Archiv für den Autor: Italian Stallion

Kaufland bis 22:00 Uhr geöffnet

Der Lebensmitteleinzelhandel dreht langsam aber sicher durch. In einem Städtchen wie Rathenow, was neben Strukturschwäche besonders aufgrund seiner hohen Arbeitslosigkeit auffällt müssen, die Supermärkte nun mittlerweile also 14 Stunden/6 Tage die Woche geöffnet haben. Wo nimmt der Durchschnitts-Rathenower die Kaufkraft her, der es benötigt um zu später Stunde konsumierend durch Einkaufstempel zu schwadronieren?
Das ist die erste Frage? Die zweite, viel wichtigere, wie ich finde, ist, wer veräußert dem kaufwütigen Pack um kurz vor zehn seine Ware?
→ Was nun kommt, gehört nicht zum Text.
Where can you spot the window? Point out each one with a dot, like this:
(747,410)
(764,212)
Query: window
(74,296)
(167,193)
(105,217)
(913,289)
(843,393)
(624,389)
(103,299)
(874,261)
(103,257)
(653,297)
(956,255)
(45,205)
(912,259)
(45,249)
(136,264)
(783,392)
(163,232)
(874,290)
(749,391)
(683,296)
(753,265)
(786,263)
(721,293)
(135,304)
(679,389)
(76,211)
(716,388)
Sind da gar besorgte Eltern unter dem Personal, die vor lauter Arbeit nicht wissen, wer ihr Kind ins Bett bringen soll?
Ist nicht ein gemütliches Abendbrot im Kreise der Familie ein Eckpfeiler der Kommunikation innerhalb der Sippe?
Wenn Mutti/Vati allerdings erst kurz nach zehn (eher kurz vor elf) aus der Leibeigenschaft nachhause kommen, können sich die Kleinen wohl nur schwer am Tisch halten.
Die Schandmäuler des Kapitals werden jetz rufen: „Ja dafür hat der Arbeiter der Spätschicht ja auch den ganzen Vormittag frei.“
Richtig, dann sind die Kinder allerdings in der Kita oder in der Schule.
Schöne neue Welt.

Bekloppte Ampelschaltung

Vermutlich sein übertriebener Gerechtigkeitssinn trieb den Hirni der die Ampelschaltung in Mögelin zu verantworten hat zu dieser Scheiße: Immer wenn die Schranken den Rechts- bzw. Linksabbiegern die Überquerung der Bahngleise verwähren, muss auch der Verkehr der sich, wenn nicht zum Stillstand gezwungen, parallel zu den Schienen bewegen würde, seine Fahrt unterbrechen und das Schauspiel verfolgen. Das nennt man Solidarität. In diesem Fall finde ich das allerdings reichlich unpassend. Ist ja nicht so, dass dafür die Fußgänger die Möglichkeit hätten auf die andere Fahrbahnseite zu gelangen.(jedenfalls nicht unbeschadet, mit der Unterstützung durch eine Grünphase.). Nein alle Beteiligten, außer jene die den Weg des Zuges kreuzen würden, müssen völlig sinnlos warten. Mann, Mann, Mann!!!
Als Denkanstoß empfehle ich mindesten 30 Stockschläge auf die Fußsohle des oder der Verantwortlichen. Gute Nacht!

Landesgartenschau – gelungenes Endzeitszenario

Die LAGA ist ja an und für sich eine tolle Sache! Nicht nur, dass Besucher aus ganz Deutschland die Ausstellung besuchen und Geld in Rathenows Taschen stecken, auch optisch ist das pittoreske Blumenarrangement eine Bereicherung. Klingt traumhaft. Wäre da nicht die Natur, die ebenfalls für das Prestigeprojekt zahlen musste. Um der Landesgartenschau ihre neidlos anzuerkennende Ansehnlichkeit zu verpassen, musste die nämlich erst einmal den Schwedendamm verlassen. All die hässlichen Büsche und Sträucher die das Gelände säumten, waren zwar schon immer da, passen aber nicht ins Konzept der wohlgeordneten Farbenfreude. Auch stellen Naturerscheinungen wie genanntes Grünwerk den Lebensraum für eine Vielzahl Vögel und Kleinsäuger dar, haben aber, ein Gärtner wird es mir bestätigen, in einem Garten, in dem es darum geht die schönsten Pflanzen zu selektieren und zur Schau zu stellen, nichts verloren. Wer mag, kann da gerne Parallelen ziehen.
Nicht minder widerlich finde ich den gelungen Versuch den Weinberg für Besucherströme gangbar zu machen. Um genügend Platz für asphaltierte Wege zu schaffen wurden jahrhundertealte Bäume einfach umgeschlagen. Wo bitte ist da die Logik? Ich kann doch niemandem etwas als Natur verkaufen, was vor urbaner Bequemlichkeit nur so strotzt. Was kommt als nächstes: betonierte Waldböden, rasierte Eichhörnchen, Eintrittskassen? Warten wir mal ab.